In Nigeria, issues have arisen as to whether tax disputes are arbitrable. This was the argument in the case Federal Inland Revenue Service v. Nigeria National Petroleum Corporation & ors (Unreported Suit No. FHC/ABJ/CS/774/11: judgment delivered on 29th February, 2012) where the Court of Appeal held that disputes arising out of Petroleum Sharing Contract having tax implications are tax disputes not subject to arbitration.
However, a different decision was reached by the court in Esso Exploration & Production Nig. Ltd and Shell Nigeria Exploration & Production Company Ltd v Federal Inland Revenue Service, and Nigeria National Petroleum Corporation (Unreported Appeal No. CA/A/507/2012: judgment delivered on 22nd July, 2016), where the court distinguished between a contractual dispute and tax dispute.
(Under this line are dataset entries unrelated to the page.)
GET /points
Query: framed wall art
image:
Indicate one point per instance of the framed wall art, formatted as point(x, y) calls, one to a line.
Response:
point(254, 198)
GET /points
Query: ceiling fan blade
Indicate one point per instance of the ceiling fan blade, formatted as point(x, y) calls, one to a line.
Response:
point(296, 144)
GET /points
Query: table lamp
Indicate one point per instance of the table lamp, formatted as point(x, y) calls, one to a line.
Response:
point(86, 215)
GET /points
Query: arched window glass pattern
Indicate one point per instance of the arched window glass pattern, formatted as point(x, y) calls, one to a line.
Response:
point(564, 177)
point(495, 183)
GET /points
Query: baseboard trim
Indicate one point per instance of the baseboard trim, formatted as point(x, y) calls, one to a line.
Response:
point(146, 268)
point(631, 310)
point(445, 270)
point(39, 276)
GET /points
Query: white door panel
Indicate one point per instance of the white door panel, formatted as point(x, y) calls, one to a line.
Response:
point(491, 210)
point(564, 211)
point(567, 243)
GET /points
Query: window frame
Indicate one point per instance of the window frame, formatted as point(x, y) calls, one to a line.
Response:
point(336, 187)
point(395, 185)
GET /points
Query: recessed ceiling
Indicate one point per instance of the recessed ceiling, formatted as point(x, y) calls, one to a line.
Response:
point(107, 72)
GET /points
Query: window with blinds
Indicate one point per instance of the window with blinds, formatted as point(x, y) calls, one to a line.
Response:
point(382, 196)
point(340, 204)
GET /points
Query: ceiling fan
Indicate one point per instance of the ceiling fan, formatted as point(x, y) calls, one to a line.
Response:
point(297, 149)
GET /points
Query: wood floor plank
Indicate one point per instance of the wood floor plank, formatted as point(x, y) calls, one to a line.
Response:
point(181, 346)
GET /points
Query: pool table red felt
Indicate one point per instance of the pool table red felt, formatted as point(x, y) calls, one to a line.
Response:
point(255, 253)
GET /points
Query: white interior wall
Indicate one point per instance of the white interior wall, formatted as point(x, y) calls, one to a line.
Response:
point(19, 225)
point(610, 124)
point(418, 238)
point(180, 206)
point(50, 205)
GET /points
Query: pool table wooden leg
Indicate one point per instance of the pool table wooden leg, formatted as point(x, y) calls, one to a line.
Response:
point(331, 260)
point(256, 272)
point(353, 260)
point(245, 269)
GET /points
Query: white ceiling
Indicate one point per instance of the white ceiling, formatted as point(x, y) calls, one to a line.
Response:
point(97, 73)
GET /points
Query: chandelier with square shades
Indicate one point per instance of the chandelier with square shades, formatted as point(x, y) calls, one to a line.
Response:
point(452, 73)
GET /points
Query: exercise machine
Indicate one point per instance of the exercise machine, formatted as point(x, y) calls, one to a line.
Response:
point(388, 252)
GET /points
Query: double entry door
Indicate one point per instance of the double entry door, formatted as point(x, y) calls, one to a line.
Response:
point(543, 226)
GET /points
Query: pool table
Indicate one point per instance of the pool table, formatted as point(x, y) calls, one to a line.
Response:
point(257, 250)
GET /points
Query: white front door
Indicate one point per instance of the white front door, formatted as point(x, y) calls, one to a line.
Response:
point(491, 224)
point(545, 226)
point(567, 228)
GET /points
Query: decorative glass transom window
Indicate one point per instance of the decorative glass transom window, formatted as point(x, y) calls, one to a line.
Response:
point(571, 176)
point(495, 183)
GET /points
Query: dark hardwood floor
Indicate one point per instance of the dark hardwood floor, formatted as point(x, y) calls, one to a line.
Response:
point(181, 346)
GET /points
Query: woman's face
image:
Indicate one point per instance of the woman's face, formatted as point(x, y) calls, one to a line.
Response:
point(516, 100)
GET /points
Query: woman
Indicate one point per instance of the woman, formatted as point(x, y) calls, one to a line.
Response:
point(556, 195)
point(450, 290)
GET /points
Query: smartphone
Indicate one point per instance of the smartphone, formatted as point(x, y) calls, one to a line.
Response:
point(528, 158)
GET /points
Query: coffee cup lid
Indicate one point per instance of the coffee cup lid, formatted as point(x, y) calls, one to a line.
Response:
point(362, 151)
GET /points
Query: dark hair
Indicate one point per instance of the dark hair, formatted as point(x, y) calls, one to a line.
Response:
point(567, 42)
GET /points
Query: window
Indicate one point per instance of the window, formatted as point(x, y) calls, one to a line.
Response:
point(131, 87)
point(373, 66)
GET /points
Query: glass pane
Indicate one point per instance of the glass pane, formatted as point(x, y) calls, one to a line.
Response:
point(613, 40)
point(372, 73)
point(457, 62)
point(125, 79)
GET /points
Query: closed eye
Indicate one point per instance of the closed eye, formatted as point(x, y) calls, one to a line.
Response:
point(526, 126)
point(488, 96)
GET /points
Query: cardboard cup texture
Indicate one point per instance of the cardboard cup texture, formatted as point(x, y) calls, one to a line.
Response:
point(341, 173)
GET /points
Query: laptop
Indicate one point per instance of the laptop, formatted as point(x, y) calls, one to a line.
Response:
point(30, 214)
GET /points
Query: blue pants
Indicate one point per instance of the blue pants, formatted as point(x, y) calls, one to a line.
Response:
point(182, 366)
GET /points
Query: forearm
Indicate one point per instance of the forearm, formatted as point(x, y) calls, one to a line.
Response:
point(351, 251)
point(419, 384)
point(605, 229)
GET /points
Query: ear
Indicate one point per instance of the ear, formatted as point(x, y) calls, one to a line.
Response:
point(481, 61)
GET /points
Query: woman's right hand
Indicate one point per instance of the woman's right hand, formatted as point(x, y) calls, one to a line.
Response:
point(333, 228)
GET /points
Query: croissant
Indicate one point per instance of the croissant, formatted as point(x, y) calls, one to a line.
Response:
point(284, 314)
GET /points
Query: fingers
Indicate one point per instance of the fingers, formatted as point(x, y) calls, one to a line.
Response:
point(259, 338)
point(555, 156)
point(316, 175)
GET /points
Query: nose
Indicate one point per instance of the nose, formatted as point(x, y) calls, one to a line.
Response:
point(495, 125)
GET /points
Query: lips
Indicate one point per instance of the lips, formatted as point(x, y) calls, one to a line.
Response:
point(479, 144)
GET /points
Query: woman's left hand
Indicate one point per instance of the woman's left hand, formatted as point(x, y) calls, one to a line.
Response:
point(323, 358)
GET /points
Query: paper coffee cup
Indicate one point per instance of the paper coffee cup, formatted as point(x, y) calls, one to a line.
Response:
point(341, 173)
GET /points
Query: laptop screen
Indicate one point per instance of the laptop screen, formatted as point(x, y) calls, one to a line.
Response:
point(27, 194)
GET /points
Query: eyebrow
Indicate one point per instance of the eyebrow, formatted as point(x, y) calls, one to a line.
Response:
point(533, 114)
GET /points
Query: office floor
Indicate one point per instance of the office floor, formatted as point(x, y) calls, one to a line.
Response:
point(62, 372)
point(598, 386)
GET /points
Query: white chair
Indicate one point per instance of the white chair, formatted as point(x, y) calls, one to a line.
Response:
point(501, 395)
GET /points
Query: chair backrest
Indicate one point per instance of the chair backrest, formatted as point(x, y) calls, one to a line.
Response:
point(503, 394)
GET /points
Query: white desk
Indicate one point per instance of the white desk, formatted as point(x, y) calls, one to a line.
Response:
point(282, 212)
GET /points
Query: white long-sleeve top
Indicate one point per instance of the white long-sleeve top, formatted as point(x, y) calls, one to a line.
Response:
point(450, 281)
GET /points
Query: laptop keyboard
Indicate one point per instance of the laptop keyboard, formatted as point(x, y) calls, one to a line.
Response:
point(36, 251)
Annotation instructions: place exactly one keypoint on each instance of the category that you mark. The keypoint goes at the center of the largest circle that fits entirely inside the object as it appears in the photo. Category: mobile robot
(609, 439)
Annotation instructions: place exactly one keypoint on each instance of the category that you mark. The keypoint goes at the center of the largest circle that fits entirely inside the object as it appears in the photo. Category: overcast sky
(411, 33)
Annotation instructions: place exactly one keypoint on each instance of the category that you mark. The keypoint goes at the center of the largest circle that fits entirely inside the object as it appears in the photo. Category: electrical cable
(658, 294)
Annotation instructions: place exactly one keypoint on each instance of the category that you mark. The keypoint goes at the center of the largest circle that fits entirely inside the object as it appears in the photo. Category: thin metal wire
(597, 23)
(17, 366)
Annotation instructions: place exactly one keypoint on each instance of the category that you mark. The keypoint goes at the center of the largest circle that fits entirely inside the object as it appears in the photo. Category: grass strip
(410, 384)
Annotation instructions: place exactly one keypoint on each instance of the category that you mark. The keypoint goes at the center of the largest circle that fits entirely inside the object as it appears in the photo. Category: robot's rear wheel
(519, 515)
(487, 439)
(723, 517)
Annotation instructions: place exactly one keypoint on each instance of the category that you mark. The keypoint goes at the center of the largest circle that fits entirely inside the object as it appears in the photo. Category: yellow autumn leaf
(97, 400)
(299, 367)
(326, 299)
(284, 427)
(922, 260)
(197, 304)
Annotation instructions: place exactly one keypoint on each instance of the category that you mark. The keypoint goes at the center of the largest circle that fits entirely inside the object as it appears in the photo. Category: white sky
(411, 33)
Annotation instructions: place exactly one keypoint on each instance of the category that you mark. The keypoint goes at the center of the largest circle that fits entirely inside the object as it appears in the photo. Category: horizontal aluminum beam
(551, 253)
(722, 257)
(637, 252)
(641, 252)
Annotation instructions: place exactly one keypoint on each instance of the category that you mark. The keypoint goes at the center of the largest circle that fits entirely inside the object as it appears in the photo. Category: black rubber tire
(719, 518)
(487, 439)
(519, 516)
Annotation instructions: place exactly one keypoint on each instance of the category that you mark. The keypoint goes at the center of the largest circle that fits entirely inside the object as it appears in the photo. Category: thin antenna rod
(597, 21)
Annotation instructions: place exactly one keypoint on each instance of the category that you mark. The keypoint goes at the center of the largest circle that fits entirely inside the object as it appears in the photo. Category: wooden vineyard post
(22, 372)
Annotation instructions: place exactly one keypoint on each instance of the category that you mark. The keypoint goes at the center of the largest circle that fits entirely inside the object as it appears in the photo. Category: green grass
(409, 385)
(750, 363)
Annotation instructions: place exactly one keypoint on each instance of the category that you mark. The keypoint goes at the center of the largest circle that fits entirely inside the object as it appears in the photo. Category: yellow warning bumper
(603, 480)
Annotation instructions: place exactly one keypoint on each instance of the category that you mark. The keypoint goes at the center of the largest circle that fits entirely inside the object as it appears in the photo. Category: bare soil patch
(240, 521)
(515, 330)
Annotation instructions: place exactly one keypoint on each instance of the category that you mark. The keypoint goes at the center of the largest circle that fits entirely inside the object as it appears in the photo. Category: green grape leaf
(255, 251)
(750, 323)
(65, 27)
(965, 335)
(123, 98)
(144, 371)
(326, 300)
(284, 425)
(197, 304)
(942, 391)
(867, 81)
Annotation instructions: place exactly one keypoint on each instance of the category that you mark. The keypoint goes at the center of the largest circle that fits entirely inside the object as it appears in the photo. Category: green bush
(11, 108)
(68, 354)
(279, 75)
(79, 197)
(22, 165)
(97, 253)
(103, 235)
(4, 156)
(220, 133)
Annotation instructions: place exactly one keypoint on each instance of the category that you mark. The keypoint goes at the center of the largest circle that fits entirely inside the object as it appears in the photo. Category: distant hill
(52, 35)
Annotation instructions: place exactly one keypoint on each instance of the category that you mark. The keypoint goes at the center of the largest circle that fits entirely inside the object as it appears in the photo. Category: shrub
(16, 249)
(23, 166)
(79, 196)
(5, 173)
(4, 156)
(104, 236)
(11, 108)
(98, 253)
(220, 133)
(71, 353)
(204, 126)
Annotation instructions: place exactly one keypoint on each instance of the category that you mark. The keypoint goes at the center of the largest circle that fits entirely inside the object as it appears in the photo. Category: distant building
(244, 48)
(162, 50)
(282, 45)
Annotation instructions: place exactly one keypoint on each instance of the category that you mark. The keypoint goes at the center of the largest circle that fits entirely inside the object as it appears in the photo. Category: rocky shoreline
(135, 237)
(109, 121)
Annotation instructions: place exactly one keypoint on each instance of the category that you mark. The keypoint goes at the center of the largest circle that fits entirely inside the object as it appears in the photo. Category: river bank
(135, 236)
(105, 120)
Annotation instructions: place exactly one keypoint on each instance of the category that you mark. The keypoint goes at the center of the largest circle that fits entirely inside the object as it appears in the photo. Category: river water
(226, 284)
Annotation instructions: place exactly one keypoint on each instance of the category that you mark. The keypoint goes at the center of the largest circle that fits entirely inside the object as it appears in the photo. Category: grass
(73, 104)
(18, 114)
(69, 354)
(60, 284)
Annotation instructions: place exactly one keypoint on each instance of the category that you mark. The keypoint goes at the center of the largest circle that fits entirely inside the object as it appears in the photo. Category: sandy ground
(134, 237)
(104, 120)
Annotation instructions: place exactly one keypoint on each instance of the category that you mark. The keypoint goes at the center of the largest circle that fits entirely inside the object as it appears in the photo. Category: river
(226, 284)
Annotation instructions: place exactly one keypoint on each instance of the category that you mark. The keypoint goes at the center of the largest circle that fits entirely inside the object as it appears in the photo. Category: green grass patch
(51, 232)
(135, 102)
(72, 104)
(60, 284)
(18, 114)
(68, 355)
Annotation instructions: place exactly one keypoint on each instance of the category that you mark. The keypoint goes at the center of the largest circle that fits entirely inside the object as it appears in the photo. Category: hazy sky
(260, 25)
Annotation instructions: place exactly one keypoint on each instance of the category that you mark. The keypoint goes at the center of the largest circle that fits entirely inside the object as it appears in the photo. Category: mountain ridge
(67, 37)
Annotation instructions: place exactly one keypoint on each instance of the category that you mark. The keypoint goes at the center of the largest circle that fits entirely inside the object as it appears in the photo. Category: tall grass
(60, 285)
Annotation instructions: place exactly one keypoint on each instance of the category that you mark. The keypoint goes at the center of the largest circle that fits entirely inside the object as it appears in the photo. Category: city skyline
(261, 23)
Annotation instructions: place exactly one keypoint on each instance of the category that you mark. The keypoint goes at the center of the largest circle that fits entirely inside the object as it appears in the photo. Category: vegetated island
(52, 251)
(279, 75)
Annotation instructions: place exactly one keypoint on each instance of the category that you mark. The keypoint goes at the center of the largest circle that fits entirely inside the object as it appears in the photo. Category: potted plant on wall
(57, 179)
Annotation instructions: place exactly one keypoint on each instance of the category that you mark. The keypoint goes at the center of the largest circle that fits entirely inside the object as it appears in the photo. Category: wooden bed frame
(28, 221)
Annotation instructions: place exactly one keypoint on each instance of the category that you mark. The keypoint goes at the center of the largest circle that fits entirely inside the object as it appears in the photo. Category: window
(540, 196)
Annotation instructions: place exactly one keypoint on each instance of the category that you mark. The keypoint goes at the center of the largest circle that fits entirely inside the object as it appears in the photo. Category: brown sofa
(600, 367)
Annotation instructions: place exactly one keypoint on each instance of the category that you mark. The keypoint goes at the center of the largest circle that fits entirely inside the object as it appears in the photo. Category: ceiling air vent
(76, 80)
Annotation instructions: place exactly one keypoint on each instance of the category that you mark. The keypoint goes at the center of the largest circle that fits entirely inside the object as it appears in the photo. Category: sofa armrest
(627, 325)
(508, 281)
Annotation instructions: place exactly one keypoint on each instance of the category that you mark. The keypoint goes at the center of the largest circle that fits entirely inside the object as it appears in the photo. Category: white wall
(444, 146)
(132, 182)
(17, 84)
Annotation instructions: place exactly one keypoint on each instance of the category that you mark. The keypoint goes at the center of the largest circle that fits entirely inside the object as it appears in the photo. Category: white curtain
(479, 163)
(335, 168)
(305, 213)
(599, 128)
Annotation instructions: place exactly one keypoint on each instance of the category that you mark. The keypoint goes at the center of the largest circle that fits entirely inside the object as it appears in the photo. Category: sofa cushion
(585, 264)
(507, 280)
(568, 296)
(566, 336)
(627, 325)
Furthermore, trade dispute is not arbitrable. In addition, the court in the case of BCC Tropicals (Nig) Ltd v Government of Yobe State of Nigeria & Anor (2011 LPELR-9230) CA, noted that disputes that can be submitted to arbitration must be justiceable and must be triable as a civil matter. It includes disputes about real or personal property, and contractual relationship.
However, some authors are of the opinion that not all justiceable civil matter is arbitrable. Asouzu, averred that matters such as trademark, patents and designs, and copy rights are not arbitrable as provided by section 251 of the 1999 Constitution of the Federal Republic of Nigeria. Ezejiofor relying on the position of the court in the case of Kano State Urban Development Board v Fanz Construction Ltd added that such dispute must be such that can be compromised by accord and satisfaction, terms of a deed of separation between husband and wife as well as pending issues before a court which parties consented and obtained leave of court for transfer to arbitration.
More so, specific questions of law such as the construction of a document can be referred to arbitration. Note that criminal matters, fraud, illegal contract inconsistent with government orders, disputes emanating from void transactions e.g. wagering and gaming contracts, an indictment for an offence of public nature cannot be referred to arbitration.
Having seen the vital factors that should be considered in choosing arbitration over litigation, it is important to note that the nature of the dispute matters as well. This is because not all disputes can be resolved by arbitration in Nigeria.